Shining a light on local demands for abortion access
As part of the International Day for Safe Abortion on Sept. 28, Le Centre ODAS and Ipas Francophone Africa are joining forces with existing coalitions in many countries in the region (Benin, Burkina Faso, Cameroon, Côte d’Ivoire, the Democratic Republic of the Congo, Guinea, Madagascar, and Mali) to kickstart new efforts that will highlight local needs for abortion access and rights. In settings where attention has rarely been paid to the great unmet need for access to safe abortion, Le Centre ODAS will gather stakeholders from across society to assess the state of sexual and reproductive rights. These coalitions will identify challenges and opportunities ahead and build on initiatives already underway.
A vast unmet need for abortion care
In 2015, an assessment of safe abortion needs and opportunities in Francophone Africa conducted by Ipas found “a vast unmet need” for safe abortion care. Even though most countries have legal provisions for abortion—such as to protect the life and health of the woman and in cases of rape, incest and fetal abnormalities—in many countries these laws have not been translated into actual services for women. There also are strong cultural, religious and political opponents to comprehensive abortion care, in addition to other barriers, such as stigma and lack of awareness of the legality of abortion.
“Le Centre ODAS will work to solve these systemic issues,” says Muadi Mukenge, chief of development and external relations for Ipas. “The demand for a sustained, committed movement for abortion access is urgent, and Ipas is proud to collaborate with regional champions to meet this need. We look forward to sharing our technical expertise.”

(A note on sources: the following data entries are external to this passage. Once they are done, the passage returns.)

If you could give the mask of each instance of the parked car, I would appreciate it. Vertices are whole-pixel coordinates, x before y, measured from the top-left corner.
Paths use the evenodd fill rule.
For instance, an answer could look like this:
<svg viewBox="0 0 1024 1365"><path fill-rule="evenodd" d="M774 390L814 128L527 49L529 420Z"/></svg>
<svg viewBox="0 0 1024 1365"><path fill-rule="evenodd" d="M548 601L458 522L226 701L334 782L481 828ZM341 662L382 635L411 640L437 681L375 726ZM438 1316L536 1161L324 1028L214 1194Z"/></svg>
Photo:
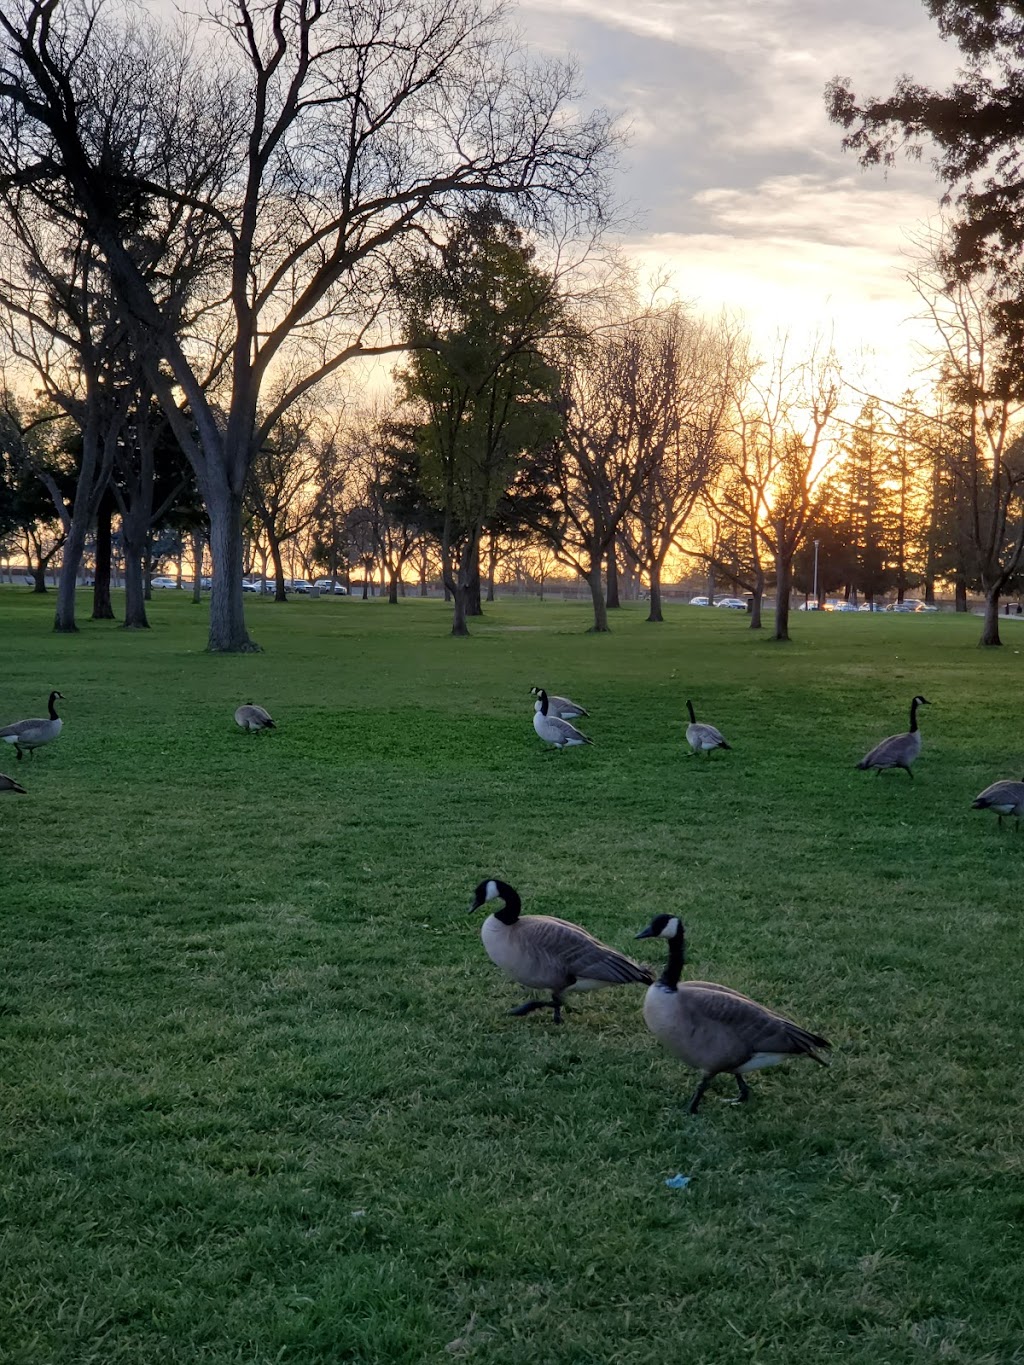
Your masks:
<svg viewBox="0 0 1024 1365"><path fill-rule="evenodd" d="M896 602L893 606L886 608L887 611L899 612L901 616L909 616L917 611L920 602Z"/></svg>
<svg viewBox="0 0 1024 1365"><path fill-rule="evenodd" d="M858 611L885 611L884 602L862 602L857 608Z"/></svg>
<svg viewBox="0 0 1024 1365"><path fill-rule="evenodd" d="M731 611L746 611L747 609L747 604L742 597L720 597L715 606L727 607Z"/></svg>
<svg viewBox="0 0 1024 1365"><path fill-rule="evenodd" d="M321 592L334 593L336 597L347 597L348 588L344 583L339 583L336 578L318 578L313 584L314 588L319 588Z"/></svg>
<svg viewBox="0 0 1024 1365"><path fill-rule="evenodd" d="M709 603L708 603L708 599L707 599L706 597L691 597L691 598L690 598L690 606L691 606L691 607L706 607L706 606L708 606L708 605L709 605Z"/></svg>
<svg viewBox="0 0 1024 1365"><path fill-rule="evenodd" d="M797 611L821 611L821 607L818 606L817 602L801 602Z"/></svg>
<svg viewBox="0 0 1024 1365"><path fill-rule="evenodd" d="M933 605L932 603L930 603L930 602L918 602L918 604L917 604L917 606L914 608L914 610L915 610L915 611L938 611L938 607L934 606L934 605Z"/></svg>
<svg viewBox="0 0 1024 1365"><path fill-rule="evenodd" d="M307 578L293 578L290 583L285 584L292 592L312 592L313 584Z"/></svg>
<svg viewBox="0 0 1024 1365"><path fill-rule="evenodd" d="M178 580L177 580L176 578L154 578L154 579L153 579L153 587L154 587L154 588L176 588L177 586L178 586Z"/></svg>
<svg viewBox="0 0 1024 1365"><path fill-rule="evenodd" d="M269 585L268 585L268 586L269 586ZM263 588L263 584L260 582L260 580L259 580L258 578L243 578L243 579L242 579L242 591L243 591L243 592L260 592L260 591L262 591L262 588Z"/></svg>
<svg viewBox="0 0 1024 1365"><path fill-rule="evenodd" d="M860 611L860 607L855 602L840 602L838 607L833 607L833 611Z"/></svg>

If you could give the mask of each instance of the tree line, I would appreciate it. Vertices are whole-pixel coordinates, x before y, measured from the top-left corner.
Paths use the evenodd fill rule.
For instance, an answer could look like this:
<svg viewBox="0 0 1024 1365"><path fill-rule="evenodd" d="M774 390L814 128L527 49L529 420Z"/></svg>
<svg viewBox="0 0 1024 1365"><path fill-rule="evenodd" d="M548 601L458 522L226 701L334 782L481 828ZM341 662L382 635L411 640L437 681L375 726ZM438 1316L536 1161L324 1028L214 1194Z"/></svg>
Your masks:
<svg viewBox="0 0 1024 1365"><path fill-rule="evenodd" d="M934 383L855 401L827 348L759 357L738 321L600 268L615 131L500 6L216 0L188 33L0 0L0 34L0 535L37 572L59 550L58 630L112 535L145 625L170 530L197 592L209 547L215 650L253 647L243 571L284 597L286 550L379 565L393 600L436 574L454 634L527 563L578 574L597 631L628 570L657 622L685 553L754 629L773 591L784 640L815 546L822 595L948 581L998 643L1024 560L1017 341L955 234L917 279ZM346 367L387 354L393 392L356 402Z"/></svg>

Kathryn Andersen, chief scientific and technical officer for Ipas, says the initiative will be driven by Ipas’s sustainable abortion ecosystem framework and will bring to bear Ipas’s decades of experience working across all technical areas of woman-centered abortion access.
“This is a tremendous opportunity to advance a broad and multi-faceted common agenda for increasing access to safe abortion, and to foster innovation that is rooted in local needs and realities,” Andersen says. “One of Le Centre’s priorities will be ensuring that policies and programming are designed with women and youth from the region.”